Tas kami digeledah, handphone disita (tetapi akhirnya dikembalikan lagi). Akhirnya, ada pihak KBRI yang menjemput kami dan kami pun terbebas dari ruang interogasi itu. Tak lama kemudian, saya mendapat info, beberapa aktivis pro-Palestina dari Indonesia yang masuk ke Amman melalui Lebanon malah dideportasi, dilarang masuk.

Akhirnya saya bergabung dengan para aktivis Indonesia lainnya yang dipimpin oleh dr. Joserizal Jurnalis dari Mer-C Indonesia yang telah mengikuti GMJ 2012 dari awal, berkaravan dari Pakistan, Iran, Turki, Libanon, hingga Jordania.

Saat itu bulan Maret. Musim semi membuat cahaya matahari bersinar lembut dan cerah. Amman adalah kota yang mewah, menurut saya. Kota Arab yang modern, mirip Singapura. Mobil-mobil mewah berseliweran. Orang-orang yang saya temui di pasar ramah-ramah, jauh beda dengan petugas di airport yang membuat saya tercekam itu. Kami tinggal di apartemen dan masak sendiri, jadi saya tak sempat mencicipi kuliner ala Yordania.

kelompok Neturei Karta dalam aksi GMJ

kelompok Neturei Karta dalam aksi GMJ

Tepat tanggal 30 Maret, hari Jumat, sekitar 20.000 orang, baik warga Yordania maupun para aktivis anggota karavan GMJ dari 80-an negara bergerak menuju lembah Yordan, di desa Kafrein, sekitar 10 kilometer dari perbatasan Yordania-Palestina. Saya lihat, ada empat rabi Yahudi dari Neturei Karta juga bergabung dalam rombongan ini, Neturei Karta adalah organisasi Yahudi anti Zionis dan aktif menyerukan dihentikannya penjajahan Israel atas Palestina.

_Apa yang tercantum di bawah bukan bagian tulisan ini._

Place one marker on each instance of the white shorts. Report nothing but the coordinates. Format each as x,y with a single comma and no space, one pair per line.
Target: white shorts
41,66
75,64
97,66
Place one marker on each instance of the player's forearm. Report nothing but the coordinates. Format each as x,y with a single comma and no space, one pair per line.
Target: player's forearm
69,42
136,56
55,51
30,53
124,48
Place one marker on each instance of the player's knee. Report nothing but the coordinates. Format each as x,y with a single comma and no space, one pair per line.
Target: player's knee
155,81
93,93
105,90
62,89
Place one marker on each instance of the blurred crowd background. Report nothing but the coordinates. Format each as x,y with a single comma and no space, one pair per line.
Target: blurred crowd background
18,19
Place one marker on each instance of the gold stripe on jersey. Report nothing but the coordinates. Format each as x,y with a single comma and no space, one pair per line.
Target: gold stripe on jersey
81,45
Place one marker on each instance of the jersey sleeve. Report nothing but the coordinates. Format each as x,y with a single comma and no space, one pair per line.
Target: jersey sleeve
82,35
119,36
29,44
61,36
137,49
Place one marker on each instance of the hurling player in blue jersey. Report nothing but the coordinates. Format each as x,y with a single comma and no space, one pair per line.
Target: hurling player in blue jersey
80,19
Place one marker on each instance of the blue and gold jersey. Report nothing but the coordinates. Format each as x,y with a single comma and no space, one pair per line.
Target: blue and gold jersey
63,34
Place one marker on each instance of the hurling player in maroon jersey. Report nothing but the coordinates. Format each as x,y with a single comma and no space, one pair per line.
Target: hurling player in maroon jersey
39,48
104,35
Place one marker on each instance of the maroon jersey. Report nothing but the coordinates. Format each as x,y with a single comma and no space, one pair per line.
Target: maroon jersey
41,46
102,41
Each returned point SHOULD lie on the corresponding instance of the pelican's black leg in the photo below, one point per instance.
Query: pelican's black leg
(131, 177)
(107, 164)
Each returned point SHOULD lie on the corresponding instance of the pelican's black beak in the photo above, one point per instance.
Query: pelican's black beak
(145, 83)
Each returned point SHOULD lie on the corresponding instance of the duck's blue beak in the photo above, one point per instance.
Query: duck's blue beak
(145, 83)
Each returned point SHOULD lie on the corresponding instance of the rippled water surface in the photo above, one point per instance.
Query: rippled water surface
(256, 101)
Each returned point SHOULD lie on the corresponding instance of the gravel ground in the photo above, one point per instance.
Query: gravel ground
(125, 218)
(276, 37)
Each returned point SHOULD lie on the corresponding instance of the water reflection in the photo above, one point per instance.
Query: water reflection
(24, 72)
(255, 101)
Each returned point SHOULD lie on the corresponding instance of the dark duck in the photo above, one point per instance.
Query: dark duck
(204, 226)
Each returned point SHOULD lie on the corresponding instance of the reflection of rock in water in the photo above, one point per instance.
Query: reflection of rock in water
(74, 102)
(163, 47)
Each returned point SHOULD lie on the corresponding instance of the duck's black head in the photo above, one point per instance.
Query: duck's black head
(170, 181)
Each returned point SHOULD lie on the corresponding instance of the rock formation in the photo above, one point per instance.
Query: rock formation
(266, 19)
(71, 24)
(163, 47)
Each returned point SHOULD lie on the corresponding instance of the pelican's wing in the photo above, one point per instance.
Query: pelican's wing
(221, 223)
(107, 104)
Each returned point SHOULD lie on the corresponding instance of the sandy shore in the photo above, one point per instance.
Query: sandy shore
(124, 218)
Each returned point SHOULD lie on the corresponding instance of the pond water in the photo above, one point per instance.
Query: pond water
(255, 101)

Setelah mendengarkan orasi-orasi dari para aktivis pro-Palestina berbagai negara, menegaskan lagi seruan pembebasan Palestina, kami pun bubar dan kembali ke negara masing-masing. Kami pulang, dengan doa yang kuat, semoga Allah menyegerakan kemerdakaan bagi Palestina. Semoga Yerusalem terbebas dari penjajahan atas nama agama. Semoga kita semua bisa berziarah ke Yerusalem dalam kedamaian. (Ema Rachman/LiputanIslam.com)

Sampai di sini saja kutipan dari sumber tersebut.